März 2015 

das Adorno-Zitat
erzeugt:2016-11-11
letzte Änderung:2016-11-11

Unlängst gelingt es, dank eines Leserbriefs eine Lücke zu schließen, und zwar, was es mit folgendem angeblichen Zitat von T.W. Adorno auf sich hat, welches da heißt:

Auschwitz fängt da an, wo einer im Schlachthaus steht und denkt: „es sind ja nur Tiere“

Die Sache ist inzwischen abgeklärt, der entsprechende Artikel angepasst – meinen Dank an den Verfasser bewussten Leserbriefs – dennoch ist es interessant, hier ein bisschen tiefer zu graben, denn Horkheimer und Adorno äußern sich recht kritisch zum Thema Tierversuche, so schreiben sie in der Dialektik der Aufklärung im Kapitel Mensch und Tier:1

Die Idee des Menschen […] drückt sich in der Unterscheidung vom Tier aus. Mit seiner Unvernunft2 beweisen sie die Menschenwürde. […] Daß sie auf die Menschen dieselben Formeln und Resultate anwenden, die sie, entfesselt, in ihren scheußlichen physiologischen Laboratorien wehrlosen Tieren abzwingen, bekundet den Unterschied auf besonders abgefeimte Art.

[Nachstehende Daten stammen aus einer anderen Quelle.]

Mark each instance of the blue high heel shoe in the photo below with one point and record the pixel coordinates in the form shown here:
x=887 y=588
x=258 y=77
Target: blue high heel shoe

Hier ist Horkheimer und Adorno vorzuwerfen, dass sie keine Ahnung von der Systematik und den Notwendigkeiten medizinischer Forschung haben; was würden die beiden wohl dazu gesagt haben, dass viele Krankheiten, die früher ein sicheres und grausames Ende bedeutet hätten, heute heilbar bzw. soweit behandelbar sind, dass den Erkrankten ein menschenwürdiges und langes Leben möglich ist? Dennoch: Obiges Zitat hat die eine Qualität, die das Auschwitz-Zitat nicht hat: Es ist korrekt. Aber das ist eben eines der Merkmale einer Ideologie wie des Tierrechtlertums: Effektive faktische Richtigkeit ist unbedeutend, nichts wird überprüft, um etwas als wahr einzustufen, reicht es, dass es ins eigene Weltbild passt.

Ganz wurscht, ob es den Tatsachen entspricht oder nicht.


1: Horkheimer, Adorno: Dialektik in der Aufklärung. Fischer-Verlag, Berlin 1975, ISBN 3-436-01487-7, Seite 219ff

2: Horkheimer und Adorno meinen hier nicht widervernünftiges, sondern vernunftloses Handeln.